I arrived in Göttingen from Buffalo early in February 1990 and immediately the next morning proceeded to East Berlin. The atmosphere was electrifying. The walls were plastered with posters from all sorts of political groups, from the right to the ultraleft. The following day the historical association of the GDR held an emergency meeting.
Only members were admitted. Rüttler and Schleier tried unsuccessfully to obtain permission for me to attend. Horn accompanied me to the Party University, where the meeting was held, but I was not admitted until Heinrich Scheel, the president of the association, recognized me and instructed the ushers to admit me, but advised me to sit in a corner where I would not be seen. Of course, all my acquaintances recognized me.
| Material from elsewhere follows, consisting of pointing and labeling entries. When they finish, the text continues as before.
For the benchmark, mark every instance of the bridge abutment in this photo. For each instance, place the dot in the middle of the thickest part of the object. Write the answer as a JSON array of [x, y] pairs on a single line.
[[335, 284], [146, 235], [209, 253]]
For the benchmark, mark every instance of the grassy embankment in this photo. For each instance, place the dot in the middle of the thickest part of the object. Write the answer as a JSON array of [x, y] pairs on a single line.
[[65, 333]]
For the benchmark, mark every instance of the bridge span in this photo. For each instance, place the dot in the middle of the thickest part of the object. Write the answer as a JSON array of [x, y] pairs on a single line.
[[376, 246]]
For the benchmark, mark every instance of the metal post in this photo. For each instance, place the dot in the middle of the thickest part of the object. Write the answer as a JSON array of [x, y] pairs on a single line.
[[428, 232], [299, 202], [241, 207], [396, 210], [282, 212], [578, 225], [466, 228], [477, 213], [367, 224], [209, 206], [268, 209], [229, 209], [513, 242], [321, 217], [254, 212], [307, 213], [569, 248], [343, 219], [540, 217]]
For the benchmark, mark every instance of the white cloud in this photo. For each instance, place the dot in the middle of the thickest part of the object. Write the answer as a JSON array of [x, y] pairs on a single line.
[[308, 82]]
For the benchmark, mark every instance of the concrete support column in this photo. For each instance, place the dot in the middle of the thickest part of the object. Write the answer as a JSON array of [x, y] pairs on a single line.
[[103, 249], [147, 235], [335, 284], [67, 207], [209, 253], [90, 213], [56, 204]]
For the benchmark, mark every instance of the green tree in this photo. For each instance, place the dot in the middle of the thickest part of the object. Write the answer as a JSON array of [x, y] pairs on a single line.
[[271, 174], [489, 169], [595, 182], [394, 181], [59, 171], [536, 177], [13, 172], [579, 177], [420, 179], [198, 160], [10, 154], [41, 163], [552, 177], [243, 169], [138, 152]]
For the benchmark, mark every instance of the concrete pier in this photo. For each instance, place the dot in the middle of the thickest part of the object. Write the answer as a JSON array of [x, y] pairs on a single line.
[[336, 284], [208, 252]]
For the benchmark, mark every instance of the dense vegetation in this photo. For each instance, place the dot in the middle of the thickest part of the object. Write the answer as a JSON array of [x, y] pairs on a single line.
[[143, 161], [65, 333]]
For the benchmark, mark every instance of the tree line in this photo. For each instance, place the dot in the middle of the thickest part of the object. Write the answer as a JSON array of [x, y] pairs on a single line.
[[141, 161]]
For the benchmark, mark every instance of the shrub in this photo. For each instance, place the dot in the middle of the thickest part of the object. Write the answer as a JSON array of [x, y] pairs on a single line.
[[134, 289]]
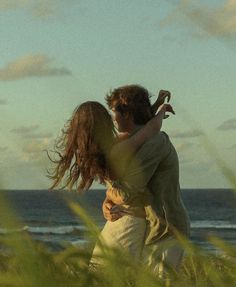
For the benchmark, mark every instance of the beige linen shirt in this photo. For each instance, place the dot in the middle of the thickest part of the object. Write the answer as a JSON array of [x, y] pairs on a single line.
[[151, 181]]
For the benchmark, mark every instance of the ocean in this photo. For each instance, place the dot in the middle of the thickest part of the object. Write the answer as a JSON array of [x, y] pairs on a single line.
[[46, 217]]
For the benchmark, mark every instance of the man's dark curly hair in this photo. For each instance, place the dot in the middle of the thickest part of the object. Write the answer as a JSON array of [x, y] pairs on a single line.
[[131, 99]]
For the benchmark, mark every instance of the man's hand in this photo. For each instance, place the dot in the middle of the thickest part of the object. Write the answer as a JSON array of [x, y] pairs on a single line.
[[163, 94], [111, 211]]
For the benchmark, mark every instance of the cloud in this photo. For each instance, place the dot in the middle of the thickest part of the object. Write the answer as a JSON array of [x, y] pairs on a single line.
[[36, 146], [217, 21], [186, 134], [228, 125], [31, 132], [3, 102], [23, 130], [37, 65]]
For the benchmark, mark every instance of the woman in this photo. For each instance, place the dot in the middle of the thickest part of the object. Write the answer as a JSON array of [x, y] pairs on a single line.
[[88, 149]]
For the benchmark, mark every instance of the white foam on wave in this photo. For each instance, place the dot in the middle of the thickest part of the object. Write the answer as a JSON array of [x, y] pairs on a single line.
[[213, 224], [67, 229]]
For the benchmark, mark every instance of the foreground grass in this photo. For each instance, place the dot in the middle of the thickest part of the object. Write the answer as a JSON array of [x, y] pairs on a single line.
[[24, 263]]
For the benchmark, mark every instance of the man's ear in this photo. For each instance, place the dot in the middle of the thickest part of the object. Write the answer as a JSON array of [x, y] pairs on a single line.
[[128, 116]]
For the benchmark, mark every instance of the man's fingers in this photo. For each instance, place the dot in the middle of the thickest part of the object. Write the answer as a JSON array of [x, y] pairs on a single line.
[[165, 95], [169, 109]]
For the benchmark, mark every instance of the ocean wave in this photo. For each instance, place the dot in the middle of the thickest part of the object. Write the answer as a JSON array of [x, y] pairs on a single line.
[[212, 224], [57, 230]]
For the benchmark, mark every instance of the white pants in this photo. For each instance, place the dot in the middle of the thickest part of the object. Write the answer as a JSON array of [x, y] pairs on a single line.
[[163, 255], [127, 234]]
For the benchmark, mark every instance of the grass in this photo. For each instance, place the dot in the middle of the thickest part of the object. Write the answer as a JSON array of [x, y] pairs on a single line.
[[26, 263]]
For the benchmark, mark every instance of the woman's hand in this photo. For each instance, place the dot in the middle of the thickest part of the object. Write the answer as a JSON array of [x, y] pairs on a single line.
[[165, 108], [110, 210], [162, 96]]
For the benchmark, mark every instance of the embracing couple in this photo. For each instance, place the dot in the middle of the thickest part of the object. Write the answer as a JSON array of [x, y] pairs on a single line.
[[140, 168]]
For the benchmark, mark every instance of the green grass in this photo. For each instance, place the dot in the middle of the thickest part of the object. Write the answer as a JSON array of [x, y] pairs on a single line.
[[27, 263]]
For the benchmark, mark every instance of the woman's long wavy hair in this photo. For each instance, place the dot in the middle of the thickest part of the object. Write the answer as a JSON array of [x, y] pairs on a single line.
[[83, 148]]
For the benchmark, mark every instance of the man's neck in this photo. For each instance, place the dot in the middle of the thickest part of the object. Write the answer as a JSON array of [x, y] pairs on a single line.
[[133, 128]]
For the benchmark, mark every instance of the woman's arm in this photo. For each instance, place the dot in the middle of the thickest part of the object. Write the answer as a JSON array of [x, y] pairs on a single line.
[[126, 148]]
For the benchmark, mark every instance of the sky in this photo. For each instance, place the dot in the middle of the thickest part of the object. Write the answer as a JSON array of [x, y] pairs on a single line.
[[57, 54]]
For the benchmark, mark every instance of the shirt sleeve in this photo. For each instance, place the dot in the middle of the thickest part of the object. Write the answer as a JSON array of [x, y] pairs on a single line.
[[140, 169]]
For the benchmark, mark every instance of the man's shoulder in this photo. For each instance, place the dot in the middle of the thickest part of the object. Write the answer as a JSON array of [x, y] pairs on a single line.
[[154, 144], [160, 138]]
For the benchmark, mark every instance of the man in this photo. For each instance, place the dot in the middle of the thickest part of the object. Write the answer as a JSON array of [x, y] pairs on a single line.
[[154, 172]]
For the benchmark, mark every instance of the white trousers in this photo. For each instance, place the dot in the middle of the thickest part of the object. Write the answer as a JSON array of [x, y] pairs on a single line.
[[127, 234], [163, 255]]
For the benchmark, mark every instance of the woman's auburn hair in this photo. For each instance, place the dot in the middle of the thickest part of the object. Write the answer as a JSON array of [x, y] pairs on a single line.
[[83, 148]]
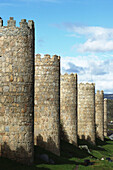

Scheel, standing next to a statue of Lenin, opened the session by declaring that historians in the GDR had, on the whole, done respectable work during the forty years of the states existence, but that history must never again be the handmaiden of politics. One of the young researchers from the Academy of Sciences, Stefan Wolle, sprang up and said: “Mr. Scheel, you sound like a pimp who wants to organize the prostitutes from the street into an association for the preservation of morality.”
There was a tremendous outcry to eject Wolle. Scheel expressed the unrealistic hope that the GDR association be integrated into the West German association. Elections followed, with the old guard being confirmed and the reform wing unsuccessful.